Politica

Milano, per far funzionare la città metropolitana servono amministratori eletti e un buon budget

Accogliendo con grande soddisfazione la decisione di Beppe Sala di ricandidarsi come sindaco di Milano, credo che sia il momento di riaprire la discussione sulla Città Metropolitana, nella quale il ruolo di sindaco tocca – in via automatica – al primo cittadino del capoluogo.

Mi pare onesto riconoscere che così le cose non funzionano e non certo per demerito di Sala: anzi, grazie alla stima della quale gode anche al di fuori del campo del centrosinistra, è proprio lui la figura più indicata per mettere mano a ciò che non funziona, attraverso un proficuo dialogo anche con i Comuni amministrati del centrodestra.

E’ inutile girarci attorno: i risultati della riforma-Delrio non sono certo quelli attesi. Oggi la Città Metropolitana sta in piedi grazie al lodevole sforzo di quei rappresentanti politici che si assumono un ulteriore fardello, con relative responsabilità, che si somma ai doveri della propria carica elettiva e senza nemmeno un euro aggiuntivo a riconoscimento del proprio lavoro. Benché si viva in tempi di permanente antipolitica, mi permetto di invitare alla riflessione: sono queste le premesse giuste per pretendere un’amministrazione non solo onesta, ma anche efficiente?

Eppure, i temi dei quali la Città Metropolitana dovrebbe occuparsi sono determinanti per il nostro futuro. La rete extraurbana dei trasporti viene discussa da oltre trent’anni, con risultati insoddisfacenti. Ogni volta che si polemizza sull’atteggiamento di Milano nei confronti del traffico privato in automobile, ricordo un dato eloquente: quotidianamente la città è vissuta da oltre due milioni e mezzo di “city users”, circa il doppio dei residenti. Se non offriamo la possibilità di accedervi attraverso i mezzi pubblici – cosa che oggi non è semplicissima – il problema del traffico veicolare non potrà mai essere risolto. Altrettanto rilevanti sono tutti i temi relativi alla transizione ambientale, compresa la raccolta dei rifiuti, la pianificazione e la gestione del territorio (pensiamo ad esempio ai parchi a cavallo tra più comuni) nonché delle reti idriche, questioni che in una delle aree più inquinate d’Europa dovrebbero essere in cima all’agenda di qualunque parte politica. Milano è un sistema aperto, estremamente dinamico: una rete di rapporti e trasporti che non può essere compresa appieno, se non nella contemporanea relazione con il territorio che la circonda e con l’Europa. E il mondo.

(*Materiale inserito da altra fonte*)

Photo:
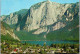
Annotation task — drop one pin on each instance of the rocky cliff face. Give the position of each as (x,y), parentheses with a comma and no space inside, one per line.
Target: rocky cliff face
(44,17)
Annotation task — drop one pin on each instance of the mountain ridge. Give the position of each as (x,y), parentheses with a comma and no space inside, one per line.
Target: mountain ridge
(45,17)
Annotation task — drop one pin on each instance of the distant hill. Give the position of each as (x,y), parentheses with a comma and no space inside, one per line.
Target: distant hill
(46,21)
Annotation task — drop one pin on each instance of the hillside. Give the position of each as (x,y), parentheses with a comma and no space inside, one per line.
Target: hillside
(46,21)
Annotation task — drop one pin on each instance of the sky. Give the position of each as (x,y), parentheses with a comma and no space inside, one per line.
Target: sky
(10,6)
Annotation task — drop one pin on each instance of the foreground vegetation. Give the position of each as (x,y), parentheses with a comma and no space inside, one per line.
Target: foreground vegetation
(10,47)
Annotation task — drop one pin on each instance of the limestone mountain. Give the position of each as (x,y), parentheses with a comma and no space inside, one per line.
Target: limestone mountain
(45,19)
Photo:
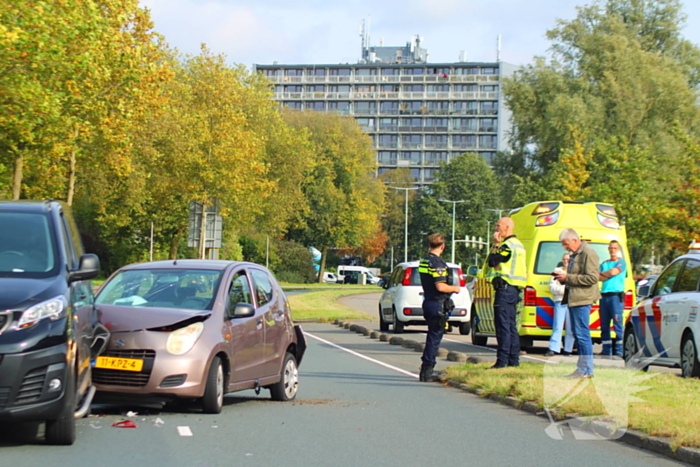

Tuttavia, appare arduo immaginare una svolta, almeno fino a quando la Città Metropolitana sarà un secondo lavoro per amministratori già oberati: se è facile capire che il sindaco di Milano non ha tempo per occuparsi di altro, allo stesso modo un consigliere comunale difficilmente può gestire proficuamente anche una delega metropolitana (ricoprendo ipso facto il ruolo di assessore), soprattutto se ha anche un’occupazione professionale. L’elezione diretta dei rappresentanti metropolitani sarebbe una soluzione, ma solo se accompagnata allo stanziamento di budget idonei al funzionamento dell’ente.

Tuttavia, anche nel felice caso di realizzazione di questa ipotesi, rimarrebbe un ulteriore ostacolo. E di dimensioni enormi. Le Città Metropolitane e le Province si collocano a metà strada tra le singole amministrazioni comunali e quella regionale, con evidenti difficoltà nell’armonizzare i ruoli in maniera sinergica.

Dando per scontato che il Comune di Milano per ragioni storico-culturali non potrà mai essere sciolto (come invece taluni ipotizzavano), è il conflitto di potere con la Regione Lombardia a tarpare le ali a qualunque ambizione evolutiva. Ma questo, nel nostro caso specifico, è un capitolo ben più ampio, non solo per via del Covid-19. Sono convinto che finora se ne siano lette soltanto le prime pagine.